Si echamos un vistazo a la poesía relevante publicada en libros en el último cuarto del siglo XIX, vemos la reducida actividad de impresión en ese género: en 1877, José Joaquín Pérez publica “Fantasías indígenas”; Salomé Ureña, en 1880, “Poesías”; Josefa Perdomo, “Poesías” (1885); Gastón Fernando Deligne, “Soledad” (1887); Arturo Pellerano Castro, “La última cruzada”; Manuel Rodríguez Objío, Poesías (1888). Esos son los libros más importantes de los escritores dominicanos que recogen Héctor Incháustegui Cabral y Pedro René Contín Aybar en el 1944 (CDC, 7, 1944).
En cuanto a la novela, sabemos ya las que aparecieron y son parte de los clásicos dominicanos. Lo más notable es el inicio del ensayo histórico y la aparición de la historia como una forma de elucidar el pasado con las obras de García, Delmonte y Tejada, Luperón; el ensayo culturalista con José Ramón López y el ensayo crítico con García Godoy, “Impresiones” (1889).
Podemos decir que, hasta fines del siglo XIX, la literatura dominicana tendrá mayor acogida en las ediciones periodísticas que el soporte de libro. Ya veremos cómo a principios de siglo se desarrollan las revistas literarias. Y el cuento, que se venía publicando de manera continuada en la centuria pasada, comienza a tener nuevos caminos en 1901 con “Risas y lágrimas”, de Virginia Elena Ortea; “Cuentos puertoplateños” de López en 1904, y 1933 con “Camino real” de Juan Bosch.

Regresando a la lectura, la primera biblioteca pública que abrió sus puertas en el país fue la donada por el intelectual venezolano de origen dominicano Rafael María Baralt. Pero lo más importante es que no existían bibliotecas en las escuelas, y no creo que haya muchas bibliotecas todavía. Lo que demuestra que no se fomenta la lectura. La lectura de libros de tapa a tapa es muy rara en nuestro país. Quien primero llama la atención en este aspecto es Pedro Henríquez Ureña. En una carta entre este y su hermano Max se habla de cuántos libros debe leer un aspirante a maestro y se da la suma de dieciocho libros. Porque el primer lector debe ser el maestro y el primer centro del libro, la escuela.

A pesar de la pobreza del país y, de su anclaje en el pasado, la República Dominicana tuvo una élite dedicada a la lectura. Para ello podemos pensar en mujeres como Mercedes Mota, primera feminista dominicana, mujer culta y dedicada al conocimiento, y Leonor Fels, quien fuera la admiración del joven Pedro Henríquez Ureña, y asidua participante en su gabinete de lectura. También Amelia Francasci, quien había estudiado fuera del país y tenía un gabinete de lectura en la capital.
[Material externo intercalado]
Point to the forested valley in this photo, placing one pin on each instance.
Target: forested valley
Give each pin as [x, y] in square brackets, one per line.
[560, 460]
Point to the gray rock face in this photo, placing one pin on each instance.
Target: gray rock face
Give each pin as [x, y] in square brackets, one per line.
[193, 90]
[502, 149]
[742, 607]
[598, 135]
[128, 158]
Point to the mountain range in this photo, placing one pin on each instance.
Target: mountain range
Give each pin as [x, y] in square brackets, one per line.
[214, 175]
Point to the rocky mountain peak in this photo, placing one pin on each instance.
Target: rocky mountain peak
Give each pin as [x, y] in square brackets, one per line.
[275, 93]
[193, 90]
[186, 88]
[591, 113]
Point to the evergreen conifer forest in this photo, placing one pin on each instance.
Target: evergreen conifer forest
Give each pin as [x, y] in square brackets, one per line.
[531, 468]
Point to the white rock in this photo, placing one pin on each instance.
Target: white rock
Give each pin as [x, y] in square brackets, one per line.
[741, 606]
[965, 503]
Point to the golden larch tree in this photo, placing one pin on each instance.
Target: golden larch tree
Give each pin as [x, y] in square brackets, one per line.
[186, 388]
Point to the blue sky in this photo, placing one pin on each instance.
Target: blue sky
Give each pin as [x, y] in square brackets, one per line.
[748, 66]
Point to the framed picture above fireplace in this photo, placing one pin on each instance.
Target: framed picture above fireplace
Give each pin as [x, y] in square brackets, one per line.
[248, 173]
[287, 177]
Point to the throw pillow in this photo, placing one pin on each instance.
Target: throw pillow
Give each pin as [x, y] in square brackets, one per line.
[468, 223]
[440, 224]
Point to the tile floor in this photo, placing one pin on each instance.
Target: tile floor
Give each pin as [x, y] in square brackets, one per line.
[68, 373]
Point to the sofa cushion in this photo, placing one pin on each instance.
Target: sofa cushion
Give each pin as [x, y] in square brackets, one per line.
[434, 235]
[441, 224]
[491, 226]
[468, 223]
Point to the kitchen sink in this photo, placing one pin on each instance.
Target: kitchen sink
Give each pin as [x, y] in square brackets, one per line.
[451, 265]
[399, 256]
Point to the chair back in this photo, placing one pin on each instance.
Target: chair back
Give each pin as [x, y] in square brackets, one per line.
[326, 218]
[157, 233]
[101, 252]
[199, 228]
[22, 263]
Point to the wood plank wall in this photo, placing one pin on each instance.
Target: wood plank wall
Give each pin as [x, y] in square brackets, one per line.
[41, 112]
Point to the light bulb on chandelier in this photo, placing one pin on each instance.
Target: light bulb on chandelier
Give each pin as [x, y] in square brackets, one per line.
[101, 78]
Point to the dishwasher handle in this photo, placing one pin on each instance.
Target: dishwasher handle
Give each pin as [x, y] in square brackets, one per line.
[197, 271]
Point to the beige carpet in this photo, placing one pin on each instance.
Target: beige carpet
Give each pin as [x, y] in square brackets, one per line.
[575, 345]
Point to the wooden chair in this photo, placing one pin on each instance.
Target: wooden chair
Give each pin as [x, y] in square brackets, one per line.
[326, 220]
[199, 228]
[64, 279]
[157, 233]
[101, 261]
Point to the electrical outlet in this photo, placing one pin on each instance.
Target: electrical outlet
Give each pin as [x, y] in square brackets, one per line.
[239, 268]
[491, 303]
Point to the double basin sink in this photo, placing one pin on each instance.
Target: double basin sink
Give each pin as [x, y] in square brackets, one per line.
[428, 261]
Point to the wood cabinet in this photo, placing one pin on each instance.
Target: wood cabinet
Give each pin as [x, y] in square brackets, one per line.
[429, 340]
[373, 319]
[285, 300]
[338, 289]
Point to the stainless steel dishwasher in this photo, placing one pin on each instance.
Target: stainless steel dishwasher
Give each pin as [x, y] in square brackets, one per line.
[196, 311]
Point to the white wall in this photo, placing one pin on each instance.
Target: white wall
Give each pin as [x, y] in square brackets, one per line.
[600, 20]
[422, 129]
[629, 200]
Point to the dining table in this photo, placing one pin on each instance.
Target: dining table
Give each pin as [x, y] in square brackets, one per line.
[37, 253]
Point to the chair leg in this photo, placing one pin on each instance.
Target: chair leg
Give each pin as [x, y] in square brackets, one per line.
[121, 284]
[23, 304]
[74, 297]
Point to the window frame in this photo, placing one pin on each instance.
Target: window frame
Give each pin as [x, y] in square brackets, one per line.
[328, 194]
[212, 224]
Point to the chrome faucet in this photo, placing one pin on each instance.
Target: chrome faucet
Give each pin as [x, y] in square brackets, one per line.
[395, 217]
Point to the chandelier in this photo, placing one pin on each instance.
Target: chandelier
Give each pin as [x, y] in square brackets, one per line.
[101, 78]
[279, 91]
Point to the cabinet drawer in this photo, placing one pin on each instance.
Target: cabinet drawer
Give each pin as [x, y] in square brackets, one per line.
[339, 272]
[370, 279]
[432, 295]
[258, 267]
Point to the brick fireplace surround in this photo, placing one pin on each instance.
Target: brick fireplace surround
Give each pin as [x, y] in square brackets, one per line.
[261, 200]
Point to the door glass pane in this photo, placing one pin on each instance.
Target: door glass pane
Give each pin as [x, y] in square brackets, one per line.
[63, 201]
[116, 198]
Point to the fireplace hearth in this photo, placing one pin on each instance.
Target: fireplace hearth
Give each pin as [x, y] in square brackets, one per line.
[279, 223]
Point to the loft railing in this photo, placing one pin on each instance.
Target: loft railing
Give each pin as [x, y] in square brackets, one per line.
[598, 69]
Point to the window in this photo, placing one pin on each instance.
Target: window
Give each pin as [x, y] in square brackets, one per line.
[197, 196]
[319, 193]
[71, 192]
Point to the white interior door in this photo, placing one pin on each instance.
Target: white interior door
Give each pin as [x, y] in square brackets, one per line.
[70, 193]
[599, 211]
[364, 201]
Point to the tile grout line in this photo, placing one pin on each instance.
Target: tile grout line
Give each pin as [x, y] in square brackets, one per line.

La cantidad de libros publicados parece decir que hubo una gran actividad literaria, como lo muestran los que se han dedicado al estudio de la bibliografía dominicana. Pero ello no da cuenta de la lectura. Cuando Juan Bosch publicó “Camino real”, en 1933, las ediciones eran de trescientos ejemplares. Luego de la muerte de Trujillo, pasamos a ediciones de mil ejemplares y ya, con la intervención de las fotocopias y los soportes digitales, estamos de regreso a los trescientos por edición. La cantidad de librerías que había en los años sesenta en Santo Domingo eran unas diecisiete, según nos informara el crítico y cuentista José Alcántara Almánzar. El libro dominicano que fue un acontecimiento editorial, del cual tenemos noticias, fue “Crisis de la democracia de América en República Dominicana” (1964), de Juan Bosch, y “Memorias de un cortesano de la Era de Trujillo”, de Joaquín Balaguer, lo que demuestra que los dominicanos son lectores coyunturales.